The Sherman Antitrust Act prohibits two primary activities: (1) combinations/conspiracies/contracts in restraint of trade and (2) monopolization, attempted monopolization, or conspiracy to combine/monopolize. The act was passed in the 1890s as a response to enormous combinations of businesses into singular obstructive entities such as Standard Oil, Carnegie Steel Company, Vanderbilt rail lines, and the American Sugar Refining Company. While the economists of the time thought that the market would right itself and “a man of superior skill and intelligence” could rise to the top by providing superior services and products, there were certain practices that were the opposite of competitive and unfairly destroyed competition itself. Think, for example, of a railroad baron who owns every line in and out of your city. He can set the price at anything he wishes, and until it is so expensive as to justify a competitor laying a new rail line into your town, you have no choice but to eat the cost or avoid the service. In the time since the 1890s, antitrust laws have expanded somewhat to clarify several scenarios that are all considered illegal:
Scenario: Price Fixing
At a local association meeting, several business owners sit down at a table together and start discussing how much they each charge clients for their services. All the business owners agree that the market looks like it will improve soon, and there will be a number of buyers soon. They agree that all buyer agents will charge the same amount, “to avoid a race to the bottom where everyone is charging the lowest possible commission just to get clients.” [This is strictly an antitrust violation]

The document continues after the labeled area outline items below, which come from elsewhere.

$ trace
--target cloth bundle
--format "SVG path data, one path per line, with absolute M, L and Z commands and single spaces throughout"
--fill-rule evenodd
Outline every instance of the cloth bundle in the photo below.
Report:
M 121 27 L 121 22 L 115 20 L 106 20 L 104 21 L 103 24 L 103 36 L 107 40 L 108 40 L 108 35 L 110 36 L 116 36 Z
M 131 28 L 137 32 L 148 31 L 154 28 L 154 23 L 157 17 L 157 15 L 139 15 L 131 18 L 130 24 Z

Scenario: Dividing Markets
A small town has several subdivisions being developed in it. There are three brokerages in the town. The owners of the three brokerages agree that each one will take two of the new subdivisions apiece and handle all sales and purchases in that subdivision. They agree that they will refer all business in one of the assigned subdivisions to the respective brokerage when able. [This is strictly an antitrust violation.]
Scenario: Bid Rigging
A dozen real estate investors conspired together to rig bids at online auctions for foreclosure properties. One investor would be determined as the “winner” of the bid ahead of time, and if the investors saw no competing bids by other parties, they would refuse to bid against the chosen investor. A new “winner” would then be chosen for the next property. [This is strictly an antitrust violation because it suppresses competition.
Scenario: Group Boycott
When pressed to provide a discount to real estate agents, a home inspection company refused. In response, all the real estate agents in the region agreed that they would never refer clients to that inspector nor would they advise the client to make use of that inspection service. [This is strictly an antitrust violation.]

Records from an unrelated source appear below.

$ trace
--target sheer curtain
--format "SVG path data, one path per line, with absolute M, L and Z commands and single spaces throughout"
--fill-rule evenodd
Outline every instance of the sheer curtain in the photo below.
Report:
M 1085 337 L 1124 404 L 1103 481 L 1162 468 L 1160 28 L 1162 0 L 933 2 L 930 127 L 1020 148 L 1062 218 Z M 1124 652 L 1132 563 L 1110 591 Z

Scenario: Conspiracy to Monopolize
Several competitors note that a new company is entering the market and is very likely to accept commission at substantially lower rates than the rest of the brokerages in the area. The competitor brokerages all agree that they will not refer business to the new brokerage, they will pressure clients away from that brokerage, and discourage any sellers from selling to that brokerage’s buyers when able. The hope of the competitor brokerages is to push the newcomer out of the market by making it impossible to conduct profitable business. [This is strictly an antitrust violation.

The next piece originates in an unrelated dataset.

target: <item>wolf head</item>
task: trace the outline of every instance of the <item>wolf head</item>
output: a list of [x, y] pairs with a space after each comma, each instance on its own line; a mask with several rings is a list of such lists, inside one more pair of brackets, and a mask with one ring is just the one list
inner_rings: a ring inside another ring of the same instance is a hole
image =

Because most brokers operate as independent contractors, they are technically competitors with every other broker. E.g., if multiple brokers in your office are splitting up geographic regions where they work or operate and producing territories, or if multiple brokers in your office agree together to set their prices at a set number, there may be an antitrust problem at play. Conversations at meetings of local associations, conversations between independent contractor brokers, all must be filtered through the antitrust lens. Avoid making disparaging remarks about competitors, avoid contracts to share future business, shut down conversations about commission rates, pricing structures, listing policies, and marketing practices as soon as possible.
Antitrust issues arise when businesses fail to act as competitors and begin to collude or conspire. Brokers and brokerages are encouraged to take a healthy amount of caution in any interaction with a competitor. Documenting your actions and closely following established policies will act as a defensive tool against antitrust claims. Text messages, oral conversations, and written records are all discoverable at trial either through demands for production or through interrogatory demands for information. Documentation is nevertheless one of your best shields if an antitrust lawsuit occurs, assuming you can prove that you took no steps that were anticompetitive or attempted to limit or restrict competition.
Under the Sherman Act, individuals may face up to $1 million for a violation of the antitrust laws, while a company may face up to $100 million in penalties. Even larger penalties are possible [such as violations of the Clayton Act for discriminatory prices or services between merchants, which can result in 3x the actual damages].